The Boabab tree dots the African landscape. To the local peoples, these magnificent trees are seen to be retainers of the memories of the ancestors. There is a sanctity about them. Their branches always remind me of hundreds of fingers reaching out and trying to clutch the sky. I love sketching and drawing them.
A scene I sketched from the Namib desert in Namibia – Southern Africa. A strange and beautiful place. When the wind blows through these ragged trees it creates a peculiar, almost mournful whistling sound.
In the English landscape, you often see a single, sizable and old tree standing in a flat and expansive landscape. Although it has the look of loneliness about it, it’s locational rootedness is a positive affirmation of its presence and its right to be there. It makes no apologies for its presence.
Whenever I see such a tree, it affirms in me “my right to be here” and I live and move through this beautiful world without any apology for my presence.
This scene of a section of the village a little way from ours, is one I pass regularly on my morning walks. Today, I decided to quickly sketch it. Not much sign of Spring yet, just one tree in full blossom.

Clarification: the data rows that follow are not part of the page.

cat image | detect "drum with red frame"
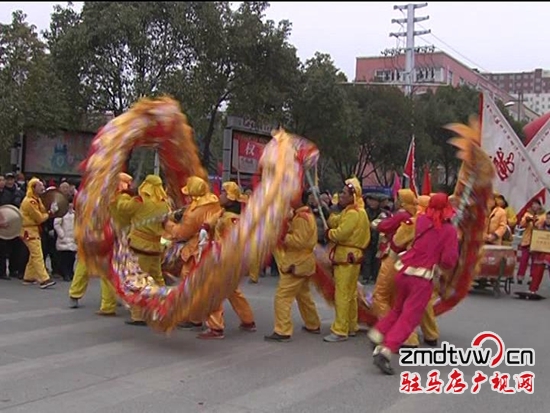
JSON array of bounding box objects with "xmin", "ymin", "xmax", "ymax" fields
[{"xmin": 473, "ymin": 245, "xmax": 516, "ymax": 297}]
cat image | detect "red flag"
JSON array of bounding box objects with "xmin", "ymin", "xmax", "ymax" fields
[
  {"xmin": 421, "ymin": 164, "xmax": 432, "ymax": 195},
  {"xmin": 213, "ymin": 162, "xmax": 223, "ymax": 196},
  {"xmin": 392, "ymin": 171, "xmax": 401, "ymax": 200},
  {"xmin": 403, "ymin": 136, "xmax": 418, "ymax": 196}
]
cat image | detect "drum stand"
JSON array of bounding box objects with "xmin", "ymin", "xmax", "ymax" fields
[{"xmin": 472, "ymin": 258, "xmax": 512, "ymax": 298}]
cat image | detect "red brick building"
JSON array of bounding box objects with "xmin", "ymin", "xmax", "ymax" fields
[{"xmin": 355, "ymin": 51, "xmax": 539, "ymax": 121}]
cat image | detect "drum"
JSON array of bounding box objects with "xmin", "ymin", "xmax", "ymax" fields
[{"xmin": 479, "ymin": 245, "xmax": 516, "ymax": 278}]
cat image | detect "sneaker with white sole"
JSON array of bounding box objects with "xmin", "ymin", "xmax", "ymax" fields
[{"xmin": 39, "ymin": 280, "xmax": 56, "ymax": 289}]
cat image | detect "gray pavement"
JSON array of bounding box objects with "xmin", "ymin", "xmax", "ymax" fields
[{"xmin": 0, "ymin": 275, "xmax": 548, "ymax": 413}]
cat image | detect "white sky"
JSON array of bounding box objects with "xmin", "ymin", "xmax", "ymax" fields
[{"xmin": 1, "ymin": 2, "xmax": 549, "ymax": 80}]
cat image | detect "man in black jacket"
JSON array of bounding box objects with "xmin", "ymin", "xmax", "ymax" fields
[
  {"xmin": 361, "ymin": 193, "xmax": 385, "ymax": 284},
  {"xmin": 0, "ymin": 173, "xmax": 27, "ymax": 280}
]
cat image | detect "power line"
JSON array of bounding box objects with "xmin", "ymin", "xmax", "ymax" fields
[
  {"xmin": 389, "ymin": 3, "xmax": 430, "ymax": 96},
  {"xmin": 416, "ymin": 22, "xmax": 491, "ymax": 73}
]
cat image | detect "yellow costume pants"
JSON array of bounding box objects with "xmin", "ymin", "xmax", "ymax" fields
[
  {"xmin": 274, "ymin": 271, "xmax": 320, "ymax": 336},
  {"xmin": 206, "ymin": 288, "xmax": 255, "ymax": 331},
  {"xmin": 249, "ymin": 258, "xmax": 261, "ymax": 283},
  {"xmin": 22, "ymin": 238, "xmax": 50, "ymax": 283},
  {"xmin": 420, "ymin": 290, "xmax": 439, "ymax": 341},
  {"xmin": 130, "ymin": 254, "xmax": 164, "ymax": 322},
  {"xmin": 331, "ymin": 264, "xmax": 360, "ymax": 337},
  {"xmin": 69, "ymin": 260, "xmax": 117, "ymax": 313},
  {"xmin": 372, "ymin": 255, "xmax": 419, "ymax": 346}
]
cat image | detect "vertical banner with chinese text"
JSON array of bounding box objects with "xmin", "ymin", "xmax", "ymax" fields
[
  {"xmin": 525, "ymin": 118, "xmax": 550, "ymax": 189},
  {"xmin": 481, "ymin": 94, "xmax": 545, "ymax": 213}
]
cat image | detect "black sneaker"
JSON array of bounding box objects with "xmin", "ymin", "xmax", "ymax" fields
[
  {"xmin": 40, "ymin": 280, "xmax": 56, "ymax": 289},
  {"xmin": 424, "ymin": 339, "xmax": 438, "ymax": 347},
  {"xmin": 125, "ymin": 320, "xmax": 147, "ymax": 326},
  {"xmin": 264, "ymin": 332, "xmax": 291, "ymax": 342},
  {"xmin": 373, "ymin": 353, "xmax": 395, "ymax": 375},
  {"xmin": 302, "ymin": 326, "xmax": 321, "ymax": 335},
  {"xmin": 178, "ymin": 322, "xmax": 203, "ymax": 331}
]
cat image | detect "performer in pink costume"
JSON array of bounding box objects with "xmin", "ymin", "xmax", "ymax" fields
[{"xmin": 367, "ymin": 193, "xmax": 459, "ymax": 375}]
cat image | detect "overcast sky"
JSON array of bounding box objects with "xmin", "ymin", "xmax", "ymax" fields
[{"xmin": 1, "ymin": 2, "xmax": 548, "ymax": 80}]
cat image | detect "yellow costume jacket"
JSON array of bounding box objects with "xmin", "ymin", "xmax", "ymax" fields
[
  {"xmin": 485, "ymin": 206, "xmax": 508, "ymax": 245},
  {"xmin": 167, "ymin": 196, "xmax": 222, "ymax": 263},
  {"xmin": 110, "ymin": 192, "xmax": 133, "ymax": 229},
  {"xmin": 327, "ymin": 204, "xmax": 370, "ymax": 264},
  {"xmin": 274, "ymin": 206, "xmax": 318, "ymax": 277},
  {"xmin": 20, "ymin": 195, "xmax": 50, "ymax": 238},
  {"xmin": 117, "ymin": 194, "xmax": 170, "ymax": 254},
  {"xmin": 520, "ymin": 210, "xmax": 546, "ymax": 247}
]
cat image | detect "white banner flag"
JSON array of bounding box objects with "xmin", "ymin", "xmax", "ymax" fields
[
  {"xmin": 525, "ymin": 118, "xmax": 550, "ymax": 188},
  {"xmin": 481, "ymin": 94, "xmax": 545, "ymax": 213}
]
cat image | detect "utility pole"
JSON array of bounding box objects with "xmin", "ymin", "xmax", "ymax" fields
[{"xmin": 390, "ymin": 3, "xmax": 430, "ymax": 96}]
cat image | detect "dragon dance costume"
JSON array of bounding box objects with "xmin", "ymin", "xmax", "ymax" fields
[
  {"xmin": 370, "ymin": 189, "xmax": 418, "ymax": 346},
  {"xmin": 117, "ymin": 175, "xmax": 171, "ymax": 325},
  {"xmin": 323, "ymin": 177, "xmax": 370, "ymax": 343},
  {"xmin": 517, "ymin": 202, "xmax": 545, "ymax": 283},
  {"xmin": 69, "ymin": 172, "xmax": 133, "ymax": 313},
  {"xmin": 265, "ymin": 189, "xmax": 321, "ymax": 342},
  {"xmin": 165, "ymin": 176, "xmax": 222, "ymax": 328},
  {"xmin": 526, "ymin": 213, "xmax": 550, "ymax": 295},
  {"xmin": 20, "ymin": 178, "xmax": 57, "ymax": 289},
  {"xmin": 392, "ymin": 195, "xmax": 440, "ymax": 346},
  {"xmin": 369, "ymin": 193, "xmax": 459, "ymax": 375},
  {"xmin": 197, "ymin": 182, "xmax": 256, "ymax": 339}
]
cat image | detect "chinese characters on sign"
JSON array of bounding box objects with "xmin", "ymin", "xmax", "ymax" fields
[
  {"xmin": 491, "ymin": 147, "xmax": 515, "ymax": 181},
  {"xmin": 231, "ymin": 131, "xmax": 269, "ymax": 175},
  {"xmin": 400, "ymin": 370, "xmax": 534, "ymax": 395}
]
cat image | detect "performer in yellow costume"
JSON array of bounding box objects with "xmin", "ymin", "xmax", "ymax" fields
[
  {"xmin": 197, "ymin": 182, "xmax": 257, "ymax": 339},
  {"xmin": 69, "ymin": 173, "xmax": 133, "ymax": 315},
  {"xmin": 324, "ymin": 177, "xmax": 370, "ymax": 343},
  {"xmin": 392, "ymin": 195, "xmax": 439, "ymax": 346},
  {"xmin": 165, "ymin": 175, "xmax": 222, "ymax": 329},
  {"xmin": 20, "ymin": 178, "xmax": 56, "ymax": 289},
  {"xmin": 265, "ymin": 189, "xmax": 321, "ymax": 342},
  {"xmin": 117, "ymin": 175, "xmax": 171, "ymax": 326},
  {"xmin": 370, "ymin": 188, "xmax": 418, "ymax": 346}
]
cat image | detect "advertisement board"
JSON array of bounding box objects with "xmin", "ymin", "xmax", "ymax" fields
[{"xmin": 23, "ymin": 130, "xmax": 94, "ymax": 176}]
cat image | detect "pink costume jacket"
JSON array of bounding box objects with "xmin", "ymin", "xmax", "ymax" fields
[
  {"xmin": 395, "ymin": 214, "xmax": 459, "ymax": 280},
  {"xmin": 375, "ymin": 210, "xmax": 413, "ymax": 257}
]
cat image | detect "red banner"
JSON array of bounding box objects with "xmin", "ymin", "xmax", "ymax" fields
[{"xmin": 232, "ymin": 131, "xmax": 269, "ymax": 174}]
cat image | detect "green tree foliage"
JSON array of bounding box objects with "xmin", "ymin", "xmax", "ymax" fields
[
  {"xmin": 0, "ymin": 11, "xmax": 70, "ymax": 151},
  {"xmin": 413, "ymin": 85, "xmax": 480, "ymax": 187},
  {"xmin": 45, "ymin": 1, "xmax": 298, "ymax": 170},
  {"xmin": 289, "ymin": 53, "xmax": 361, "ymax": 182}
]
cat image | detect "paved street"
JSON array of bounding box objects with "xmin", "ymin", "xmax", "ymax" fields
[{"xmin": 0, "ymin": 275, "xmax": 548, "ymax": 413}]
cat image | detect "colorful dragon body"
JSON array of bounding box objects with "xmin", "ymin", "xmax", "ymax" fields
[
  {"xmin": 309, "ymin": 116, "xmax": 496, "ymax": 324},
  {"xmin": 75, "ymin": 97, "xmax": 320, "ymax": 333}
]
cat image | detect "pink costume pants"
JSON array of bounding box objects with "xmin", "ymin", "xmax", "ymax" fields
[{"xmin": 374, "ymin": 270, "xmax": 433, "ymax": 353}]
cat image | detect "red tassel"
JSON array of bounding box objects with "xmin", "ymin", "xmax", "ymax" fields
[{"xmin": 251, "ymin": 171, "xmax": 261, "ymax": 190}]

A quick sketch I did of a ridge in the Kent countryside. I often have a dream where I launch myself from a ridge and fly over a deep valley. Not sure what the dream means, but it’s a pretty exhilarating one, even though the initial act of launching is extremely scary.
A sketch I did of an Irish coastal scene. The place seemed abandoned with an air of loneliness about it.
A scene near our village just longing to be sketched. I had the distinct feeling of this being a restful place in spite of the signs of neglect. So it found its way into my sketchbook.
I enjoy sketching ruins. They are wonderful retainers of memory. This is a sketch I did of a cottage in Ireland.
The Namibia landscape in Southern Africa. I had the privilege of living there for two years. A land of wide-open spaces, vast skies and mystery. I did this with a sepia pen and coloured pencil.